Broadcast Australia plans to acquire managed services provider, Hostworks, in an agreement worth around $68.9 million.
The Scheme of Arrangement is based on Broadcast paying $0.41 cash per share and is subject to shareholder approval. Hostworks managing director, Marty Gauvin, said the sale price represented an excellent return for shareholders.
"We were approached by them around the middle of the year to look at the possibility of a joint customer engagement. A lot of their customers are our customers as well, being TV and radio stations," he said. "In October they came to us with the idea of buying us and essentially creating a business to help content owners deliver their content to users. They already do that across the radio waves and this would give them that capability across the Internet as well."
A shareholder meeting will be held in February to vote on the deal.
Gauvin said the size of Broadcast Australia and its parent company, Macquarie Communications Infrastructure Group (MCG), would give Hostworks the opportunity to go after bigger pieces of business.

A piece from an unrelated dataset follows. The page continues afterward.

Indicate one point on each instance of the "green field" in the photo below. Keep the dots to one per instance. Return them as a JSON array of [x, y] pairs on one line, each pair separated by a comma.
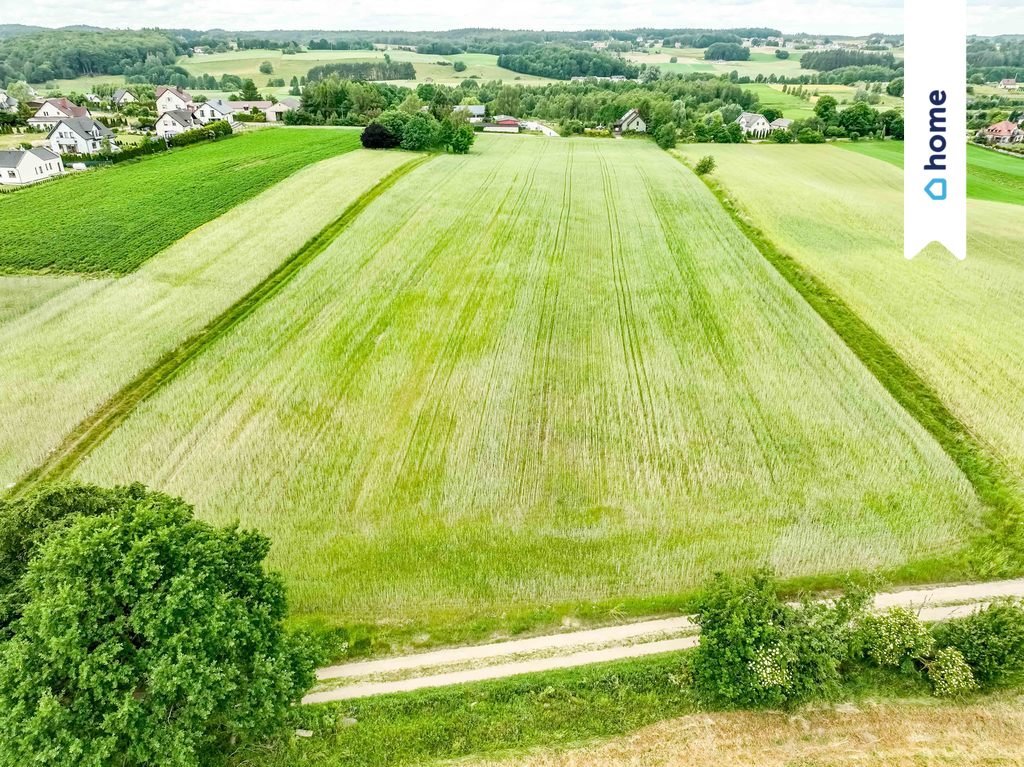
[[127, 213], [68, 344], [990, 175], [551, 372], [957, 324]]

It would also accelerate its three-year plan and financial objective to meet 15 per cent EBIT margin and grow as rapidly as possible.
"It delivers us some other markets immediately within Broadcast Australia and also the broader Macquarie group," Gauvin said. "It also means we can explore international opportunities quite effectively. MCG has global businesses, all of which have the same need as Broadcast Australia - to bring the Internet side of things into their content distribution business."
Gauvin said Hostworks will remain independent from Broadcast Australia and there would be no staff changes made during the acquisition process.